Descuelgo y activo la cámara.
—¡Quiana Rebecca, hasta que por fin te dignas a contestarme! —reprocha mi madre—. Debería darte vergüenza, hija.
—Hola, mamá —respondo con un suspiro de resignación—. ¿Cómo está todo en Guadalajara?
—Y todavía tienes el descaro de preguntar —levanta su famosa libreta color tierra, esa reliquia que nunca abandona—. Tengo una boda en pausa, y todo por tus caprichos de niña inmadura. ¡A estas alturas ya deberíamos tener la mesa de dulces y los arreglos florales listos!

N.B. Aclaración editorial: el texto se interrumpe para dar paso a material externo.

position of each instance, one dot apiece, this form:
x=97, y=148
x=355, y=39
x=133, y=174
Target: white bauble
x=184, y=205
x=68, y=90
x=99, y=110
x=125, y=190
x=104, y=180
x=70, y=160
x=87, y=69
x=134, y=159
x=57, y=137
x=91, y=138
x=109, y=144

—Uuuh, y yo que pensé que habías tirado ese cuaderno donde planeaste hasta los hijos que voy a tener —suspiro con fingida resignación—. ¿Cuántos eran? ¿Cinco?
—¡Quiana!
—Es la verdad, mamá —frunzo el ceño, reprimiendo una risa al notar la expresión de Fabrizio, que no entiende nada—. ¿Cuándo vas a aceptar que no pienso volver con tu adorado exyerno? Además, ¿qué haces llamándome? ¿No que ya no ibas a aceptarme de regreso después de mi gran “escapada”?
—A ver, Quiquita de mi corazón —pellizca el puente de su nariz, su clásico gesto de desesperación—. Te estoy dando la oportunidad de recapacitar y corregir el tremendo desorden que armaste desde el sábado. Astor dice que no le contestas ni llamadas ni mensajes. ¿Qué te pasa?